Hubris and success coupled with long tenure are ancient recipes for tyranny and tragedy. Men gain such prominence that others fear to remove them. As long as they win or do not do something morally horrendous, these coaches remain untouchable beyond the President's power. An iron triangle of boosters welded to coaches, welded to media welded to donors build unassailable positions that Presidents challenge at their peril.

So university Presidents tolerate or exonerate outlandish behavior like sex on bar tables, drunken driving, academic fraud and personal and public embarrassment. The University Presidents dither for fear of alienating donors, being being assaulted by the media or simply giving up huge marketing and media visibility of celebrity driven winning.
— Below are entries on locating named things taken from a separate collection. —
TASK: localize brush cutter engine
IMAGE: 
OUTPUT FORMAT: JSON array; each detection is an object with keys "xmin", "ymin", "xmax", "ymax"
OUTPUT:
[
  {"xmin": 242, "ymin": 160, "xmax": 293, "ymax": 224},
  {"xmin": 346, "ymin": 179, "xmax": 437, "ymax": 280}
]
The sad paradox of Paterno is that the President had been trying to get rid of him and could not.

The Greek tragedy of hubris and power ends predictably. Woody Hayes at Ohio State assaults a his own player on national TV. Arizona's great and untouchable coach Lute Olsen's  health, team and family life disintegrate while the University shuffled around trying to get him to step down with honor. Penn State has been trying to offer Joe Paterno an honorable way out for a decade, but he continued on impervious to blandishments and invulnerable with his booster, media and support. Now Penn State learns it has harbored moral evil and moral silence at its core values. 

Unable to protect accountability or dignity many Presidents wait for the final incident as in Knight, Hayes, or Huggin's implosions. Paterno represents the same sad pattern.

Often Presidents simply watch and wait for the team to  team lose  cohesion and winning, waiting for the boosters to finally tire and revolt. But by then it's too late. Presidents have ceded power over the program to boosters for the next choice. They set the precedent for Presidential impotence and booster primacy. The cycle will begin again.

I do not want to downplay the moral evil at Penn State, but I do want to highlight that the denouement fits a pattern of unaccountable coaches beyond the reach of presidents. 

A little Presidential courage could avoid the tragedy and support the integrity of athletics.